Bagi calon orang tua santri, memilih lembaga pendidikan yang tepat adalah keputusan krusial. Dihadapkan pada ribuan pondok pesantren di seluruh Indonesia, langkah pertama yang harus dikuasai adalah Membedakan Pesantren berdasarkan filosofi dan kurikulum intinya. Secara umum, lembaga pendidikan Islam di Indonesia terbagi dalam dua kategori besar yang memiliki pendekatan fundamental berbeda, yaitu Pesantren Salaf (Tradisional) dan Pesantren Modern (Khalaf). Mengetahui perbedaan utama ini sangat penting untuk memastikan pilihan pendidikan anak selaras dengan tujuan hidup dan cita-cita masa depan. Panduan sederhana ini akan membantu Anda Membedakan Pesantren dan menyesuaikannya dengan kebutuhan anak Anda.
Membedakan Pesantren dapat dilihat dari fokus kurikulumnya. Pesantren Salaf berakar kuat pada tradisi ulama terdahulu (salafus shalih). Fokus utama kurikulum adalah penguasaan Kitab Kuning secara mendalam (tafaqquh fiddin). Metode pengajarannya dominan melalui Bandongan (Kyai membaca, santri menyimak) dan Halaqah (diskusi kelompok kecil). Pendidikan umum (sekolah formal) seringkali tidak diintegrasikan secara wajib. Keunggulan pesantren Salaf adalah pendalaman ilmu agama yang sangat kuat dan penanaman rantai keilmuan (sanad) yang terjaga. Output lulusan utama mereka adalah menjadi ulama, pendakwah, atau guru agama yang menguasai referensi klasik.
Sebaliknya, Pesantren Modern (seperti model Gontor atau kulliyatul mu’allimin) dicirikan oleh sistem pendidikan yang terstruktur dan terorganisir. Mereka mengintegrasikan kurikulum Diniyah dan Umum dalam satu sistem yang padat.
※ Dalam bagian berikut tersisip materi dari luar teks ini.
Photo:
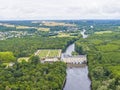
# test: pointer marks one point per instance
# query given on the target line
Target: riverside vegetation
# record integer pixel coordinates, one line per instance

Perbedaan paling mencolok terlihat pada kewajiban bahasa: pesantren modern mewajibkan penguasaan Bahasa Arab dan Bahasa Inggris sebagai bahasa komunikasi sehari-hari di asrama (bilingual environment). Fokusnya adalah pada kepemimpinan, public speaking, organisasi, dan output lulusan yang siap bersaing di universitas umum atau internasional.
Perbedaan fundamental dalam filosofi ini menjadi topik ‘Workshop Komparatif Kurikulum Pesantren (Salaf vs Modern)’ pada Jumat, 12 September 2025. Acara yang diadakan di Pondok Pesantren Gontor, Ponorogo, Jawa Timur, ini dihadiri oleh Pakar Sejarah Pendidikan Islam, Prof. Dr. H. Salim Fachry. Beliau menjelaskan pada pukul 16.00 WIB bahwa kunci untuk Membedakan Pesantren adalah melihat tujuan akhir: Salaf menekankan pendalaman vertikal (ilmu agama), sementara Modern menekankan keseimbangan horizontal (ilmu dunia) dan life skills tanpa meninggalkan agama.
Pilihan ideal Anda harus didasarkan pada tujuan akhir anak. Jika mendalami Kitab Kuning dan menjadi faqih (ahli hukum) adalah tujuan utama, Salaf adalah jawabannya. Jika yang dicari adalah penguasaan bahasa, keterampilan manajerial, dan output yang seimbang antara agama dan umum, Modern adalah opsi yang lebih tepat. Membedakan Pesantren Salaf dan Modern adalah langkah penting untuk menjamin investasi pendidikan yang tepat sasaran.